Now we make our own pancetta, sausage, mortadella, salame, and bacon.

“My first attempt to make salumi was in 1998 when I tried to cure my own prosciutto leg,” says John. “I cured it for a year in the walk-in, and no one would try it but me. Their loss; it was delicious.”

After that first successful foray into cured meats, and lots of studying, experimenting, and trial and error, we’ve perfected our salumi process. John, along with our chefs including Dustin, devote one day each week to salumi production and we go through between 200 and 300 pounds of pork (including 10 to 20 bellies) each week based on the level of business.

Salumi is air-dried, salted, cooked, smoked, or processed with a combination of methods. John has developed recipes and ratios for each type of salumi, though “salumi is essentially controlled spoilage,” says John, “but you spoil it your way.”

There are four elements that are crucial in making any type of salumi. The quality of the meat is the most important factor. Using the right temperatures at the right time is the next key component; if it’s too hot the risk of bacteria skyrockets, and the fat literally melts. Fat is like butter—once it melts you can’t put it back together and it’s useless. (If you’re grinding your own meat and it starts to smear like butter, the meat has gotten too warm and you should start over.) Because of this, we keep everything extremely cold; we even freeze the grinder attachment. Our favorite time to make salumi is on cold winter days; that should tell you how important the temperature is!

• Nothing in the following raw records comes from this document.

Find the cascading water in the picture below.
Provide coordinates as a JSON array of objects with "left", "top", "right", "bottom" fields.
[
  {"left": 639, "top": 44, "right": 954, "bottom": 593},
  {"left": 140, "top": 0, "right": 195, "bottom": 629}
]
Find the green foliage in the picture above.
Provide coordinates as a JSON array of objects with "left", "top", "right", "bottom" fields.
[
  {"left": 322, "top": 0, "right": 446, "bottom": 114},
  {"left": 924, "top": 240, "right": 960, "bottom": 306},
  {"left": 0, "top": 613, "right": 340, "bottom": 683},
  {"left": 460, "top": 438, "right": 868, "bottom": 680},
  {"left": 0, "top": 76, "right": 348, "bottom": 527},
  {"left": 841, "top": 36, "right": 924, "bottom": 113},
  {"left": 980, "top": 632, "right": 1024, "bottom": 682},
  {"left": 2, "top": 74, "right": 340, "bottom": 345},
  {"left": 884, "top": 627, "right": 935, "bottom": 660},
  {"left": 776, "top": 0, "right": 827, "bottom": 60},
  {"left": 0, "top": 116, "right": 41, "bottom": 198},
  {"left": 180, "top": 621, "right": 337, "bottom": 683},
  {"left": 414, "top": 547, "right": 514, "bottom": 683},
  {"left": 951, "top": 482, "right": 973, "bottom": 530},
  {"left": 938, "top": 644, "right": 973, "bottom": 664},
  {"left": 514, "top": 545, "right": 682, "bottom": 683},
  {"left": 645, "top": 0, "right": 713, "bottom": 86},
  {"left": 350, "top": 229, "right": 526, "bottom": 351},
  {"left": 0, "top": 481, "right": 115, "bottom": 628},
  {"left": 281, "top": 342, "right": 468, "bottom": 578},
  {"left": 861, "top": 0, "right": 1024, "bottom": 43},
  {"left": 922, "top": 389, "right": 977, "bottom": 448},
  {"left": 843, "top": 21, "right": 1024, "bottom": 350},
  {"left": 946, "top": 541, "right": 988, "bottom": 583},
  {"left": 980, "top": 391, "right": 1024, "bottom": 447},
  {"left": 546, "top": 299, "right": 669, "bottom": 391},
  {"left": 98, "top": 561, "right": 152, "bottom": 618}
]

Balancing the pH (acidity) levels is also critical, because this is what prevents spoilage. Fat is another critical ingredient. We use back fat, and the fat ratio changes according to the type of salumi. The fat should be fresh. If you’re making your own salumi, you can buy fat from any reputable butcher. John age cures the fat (called lardo) and uses it to top pizzas and salads.

A high-quality lardo should melt in your mouth.

Finally, the use of nitrates and nitrites are important to prevent botulism, spoilage, and to enhance color and flavor. These are chemical compounds that are frequently used in salumi products. They come in synthetic form but they also occur naturally in vegetables like carrots and spinach. (Celery has the highest level of naturally occurring nitrates, and celery juice is the most common ingredient in nitrate-free meat products.)

We believe that to get a premium product you have to start with good meat. We use a variety of breeds, knowing that the breed will change the flavor the same way the feed might. Flavorings are where the salumi maker can get creative. We only use dried herbs and stay fairly traditional in the Italian sense, selecting fennel and anise seeds, black pepper, and pimentón, depending on the recipe. Fresh herbs are never used because of their moisture content, which increases the risk of bacteria.